16. In the alternative it was submitted on behalf of the appellant that the Government of its own came to the conclusion that compulsory retirement was the proper punishment, and, therefore, the Government did not act on the recommendation of the Chief Justice.

17. The report of the Chief Justice referred to the report of the Enquiring Judge. The Enquiring Judge held that charges relating to the communal bias of the respondent and charges relating to unbecoming conduct of the respondent in relation to engagement of counsel in pending cases were proved. The Chief Justice in his report said that he was flooded with complaints from lawyers, litigants and from all sides which emanated not only from the members of the Bar but also from responsible officers. The Chief Justice said in his report that on consideration of all the facts he had not the slightest doubt that in this case leniency would be misplaced and in the interest of purity of services such practices, when proved, as they have been proved, must be dealt with firmly. He, therefore, expressed the opinion that the respondent should be compulsorily retired and he concluded with the observation 'let the Government be moved accordingly'.
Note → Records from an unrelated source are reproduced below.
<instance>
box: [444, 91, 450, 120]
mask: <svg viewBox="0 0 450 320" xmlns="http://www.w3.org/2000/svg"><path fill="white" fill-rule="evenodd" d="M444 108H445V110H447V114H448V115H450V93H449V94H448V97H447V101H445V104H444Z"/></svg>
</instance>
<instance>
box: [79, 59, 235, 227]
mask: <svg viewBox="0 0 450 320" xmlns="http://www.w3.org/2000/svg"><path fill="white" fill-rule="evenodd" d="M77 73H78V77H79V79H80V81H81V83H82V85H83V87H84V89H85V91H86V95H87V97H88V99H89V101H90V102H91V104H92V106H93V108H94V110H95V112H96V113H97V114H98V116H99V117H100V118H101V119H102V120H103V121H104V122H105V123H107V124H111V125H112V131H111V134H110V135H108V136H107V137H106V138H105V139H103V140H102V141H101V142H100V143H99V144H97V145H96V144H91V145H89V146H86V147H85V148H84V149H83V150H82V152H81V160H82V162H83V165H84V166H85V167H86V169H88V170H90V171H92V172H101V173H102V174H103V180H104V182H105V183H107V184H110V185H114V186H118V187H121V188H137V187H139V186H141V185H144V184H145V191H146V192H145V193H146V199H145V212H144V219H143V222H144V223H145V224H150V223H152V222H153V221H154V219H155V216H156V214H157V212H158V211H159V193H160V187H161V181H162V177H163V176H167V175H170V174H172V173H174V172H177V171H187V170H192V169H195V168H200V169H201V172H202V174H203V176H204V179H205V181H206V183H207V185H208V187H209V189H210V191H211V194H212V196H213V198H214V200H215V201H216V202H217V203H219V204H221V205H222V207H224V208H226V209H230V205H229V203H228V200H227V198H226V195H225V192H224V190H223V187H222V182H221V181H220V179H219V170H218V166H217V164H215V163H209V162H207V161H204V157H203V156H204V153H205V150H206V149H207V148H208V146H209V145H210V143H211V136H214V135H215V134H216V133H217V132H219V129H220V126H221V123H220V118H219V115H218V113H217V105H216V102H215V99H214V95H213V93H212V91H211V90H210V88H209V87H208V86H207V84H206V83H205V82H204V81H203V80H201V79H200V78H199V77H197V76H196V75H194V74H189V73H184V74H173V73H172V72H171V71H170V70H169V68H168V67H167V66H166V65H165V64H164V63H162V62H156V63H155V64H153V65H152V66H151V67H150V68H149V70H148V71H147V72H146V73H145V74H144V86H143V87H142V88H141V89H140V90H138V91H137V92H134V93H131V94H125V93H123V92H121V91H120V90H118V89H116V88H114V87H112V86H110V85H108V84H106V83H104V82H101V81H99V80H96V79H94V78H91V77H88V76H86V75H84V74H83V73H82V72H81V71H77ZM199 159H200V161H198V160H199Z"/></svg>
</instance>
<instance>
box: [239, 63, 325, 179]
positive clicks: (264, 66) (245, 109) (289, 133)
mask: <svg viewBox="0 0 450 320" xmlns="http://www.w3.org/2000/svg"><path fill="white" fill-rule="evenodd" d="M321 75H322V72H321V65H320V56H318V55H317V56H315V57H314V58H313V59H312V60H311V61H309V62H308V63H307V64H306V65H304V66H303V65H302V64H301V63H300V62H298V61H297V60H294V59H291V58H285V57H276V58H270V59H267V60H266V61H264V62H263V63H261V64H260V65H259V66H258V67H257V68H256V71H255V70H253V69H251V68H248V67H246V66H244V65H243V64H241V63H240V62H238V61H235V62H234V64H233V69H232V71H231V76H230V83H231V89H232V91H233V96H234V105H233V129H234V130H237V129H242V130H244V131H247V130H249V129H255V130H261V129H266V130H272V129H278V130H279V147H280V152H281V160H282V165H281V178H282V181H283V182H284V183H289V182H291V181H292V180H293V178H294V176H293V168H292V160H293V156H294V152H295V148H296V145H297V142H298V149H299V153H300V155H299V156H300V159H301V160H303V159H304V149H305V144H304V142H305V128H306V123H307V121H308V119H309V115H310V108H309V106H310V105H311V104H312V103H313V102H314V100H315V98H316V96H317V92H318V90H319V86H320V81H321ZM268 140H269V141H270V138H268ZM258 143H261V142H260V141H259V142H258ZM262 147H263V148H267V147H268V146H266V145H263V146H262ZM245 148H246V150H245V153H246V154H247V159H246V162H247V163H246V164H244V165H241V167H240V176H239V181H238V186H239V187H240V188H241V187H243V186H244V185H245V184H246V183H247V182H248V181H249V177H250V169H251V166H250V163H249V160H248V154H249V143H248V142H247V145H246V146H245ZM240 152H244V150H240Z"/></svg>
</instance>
18. Under the Rules the Government has power under Rule 12 to Impose, inter alia, the penalty of compulsory retirement after consultation with the Public Service Commission where such consultation is necessary. The Chief Justice recommended compulsory retirement. He took note of complaints received by him from lawyers and other persons. The Chief Justice took note of insubordination which charge was rejected by the Enquiry Officer. Rule 17(e) of the Rules requires that all orders of punishment shall state the grounds on which they are based and shall be communicated to the person against whom they are passed. The report of the Chief Justice was not given to the respondent. The High Court Act did not authorise the Chief Justice to send a supplementary report with his own findings. The respondent had no reasonable opportunity of making any representation against the report of the Chief Justice of the proposed punishment of compulsory retirement.

19. The High Court rightly held that the report of the Chief Justice took into consideration extraneous matters, and he was not authorised to do so under the Rules of the High Court Act. The report submitted by the Chief Justice is not the report of the Administrative Bench. The High Court rightly held that the Government accepted the Chief Justice's report and took action on it. The High Court was right in holding that the report of the Chief Justice was based to a large extent on secret information which the respondent had no opportunity of meeting. The respondent was denied the opportunity of being heard at that stage of enquiry. The respondent was denied a reasonable opportunity of making a representation against the penalty proposed by the Government.

20. For these reasons the appeal is dismissed. The respondent is entitled to costs.